The Kicked Out Anthology has been featured in National Gay News’ ” 2009: A Sneak Peak at the Trans Year to come”


SAVE The Last Non-Profit Feminist Bookstore in the States!

One of the first places I got my start as a writer was at ‘In Other Words’ books in Portland Oregon.  They were an important site of community to me as I was coming out as queer and discovering feminism.  In 2004 they honored me as one of that years top emerging writers.  Later, I spent two years running a monthly open-mic zine read called ‘the last word.’ To me they are an essential part of what Portland *is* but their value extends beyond that city of bridges.  In Other Words is the last remaining non-profit feminist bookstore in the United States, and now we are at risk of loosing them.

Below is their plea for help:

Dear friends,

In Other Words, like so many of our fellow bookstores, has fallen upon incredibly hard financial times. With the decline in our current economy, we have experienced severely decreased revenue. If we are unable to raise $11,000 by the end of December, In Other Words will have to close its doors.

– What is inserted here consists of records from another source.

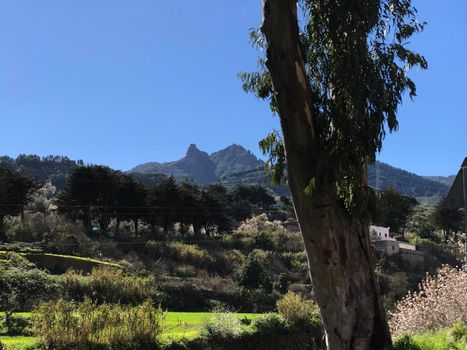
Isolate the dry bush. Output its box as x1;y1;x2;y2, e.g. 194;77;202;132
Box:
276;292;319;324
61;267;157;304
146;241;214;268
389;266;467;336
34;299;163;349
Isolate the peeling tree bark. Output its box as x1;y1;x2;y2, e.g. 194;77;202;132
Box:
261;0;392;350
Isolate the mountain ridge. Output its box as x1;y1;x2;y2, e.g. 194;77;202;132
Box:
0;144;454;204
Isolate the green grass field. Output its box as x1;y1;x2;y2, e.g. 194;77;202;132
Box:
0;312;261;350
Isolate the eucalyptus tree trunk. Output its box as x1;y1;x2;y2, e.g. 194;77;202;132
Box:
261;0;392;350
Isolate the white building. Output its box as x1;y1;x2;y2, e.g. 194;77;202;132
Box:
370;225;416;255
370;225;396;241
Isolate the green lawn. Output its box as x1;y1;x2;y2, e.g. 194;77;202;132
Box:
162;312;261;339
0;312;261;350
0;336;37;350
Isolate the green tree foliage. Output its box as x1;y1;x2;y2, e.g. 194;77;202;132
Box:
115;174;147;237
240;0;428;216
430;197;464;242
241;0;427;349
58;165;118;233
235;254;272;290
232;185;276;210
0;167;34;241
378;188;418;234
147;176;182;234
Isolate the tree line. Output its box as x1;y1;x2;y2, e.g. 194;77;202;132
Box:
0;165;284;241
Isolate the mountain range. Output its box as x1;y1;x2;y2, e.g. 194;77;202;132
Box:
0;144;454;204
130;144;454;202
130;144;264;185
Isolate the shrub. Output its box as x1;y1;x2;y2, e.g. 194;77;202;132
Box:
0;259;61;311
253;313;288;336
394;335;421;350
202;312;242;341
389;266;467;336
34;299;162;350
61;267;157;304
235;254;272;291
276;292;319;325
274;272;289;294
451;321;467;343
146;241;214;268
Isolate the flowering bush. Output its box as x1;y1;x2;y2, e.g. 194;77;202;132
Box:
389;266;467;336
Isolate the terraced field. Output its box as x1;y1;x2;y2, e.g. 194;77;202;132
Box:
0;312;261;350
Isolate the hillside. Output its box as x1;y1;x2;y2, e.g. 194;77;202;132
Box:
368;162;449;197
0;148;454;205
130;144;263;184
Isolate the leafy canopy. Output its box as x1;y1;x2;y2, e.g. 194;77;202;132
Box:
240;0;427;216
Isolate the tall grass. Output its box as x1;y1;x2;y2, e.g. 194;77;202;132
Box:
389;266;467;336
61;267;157;304
33;299;163;350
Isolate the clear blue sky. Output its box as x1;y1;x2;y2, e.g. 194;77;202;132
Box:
0;0;467;175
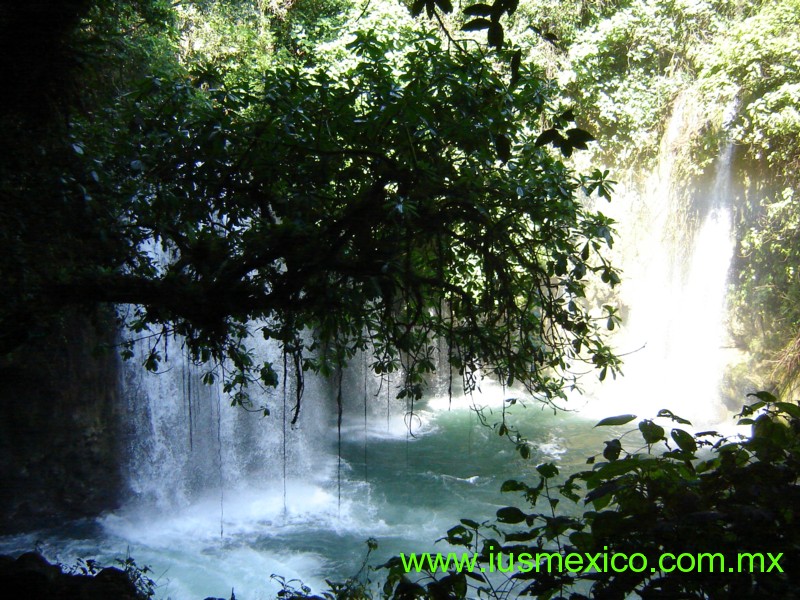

We desperately need your help. We are confident that if everyone who cares about In Other Words makes a contribution, large or small, we will meet our goal. Please give as generously as you can to save the last remaining non-profit, feminist bookstore in the country: the place where so many Portland artists, activists, organizers, readers, writers, political thinkers, musicians and poets find their voice, their power, their community, and their political home.

Our community cannot afford to lose In Other Words, please help us save her!

You can make your tax-deductible donations by clicking the link at , or by stopping into the store.

Please forward this widely to your community, we need all the help we can get!

Sincerely, The Board, Staff and Volunteers of In Other Words

Be the Revolution this Holiday Season! Gift Giving that Gives Back to your community

to my kicked out family…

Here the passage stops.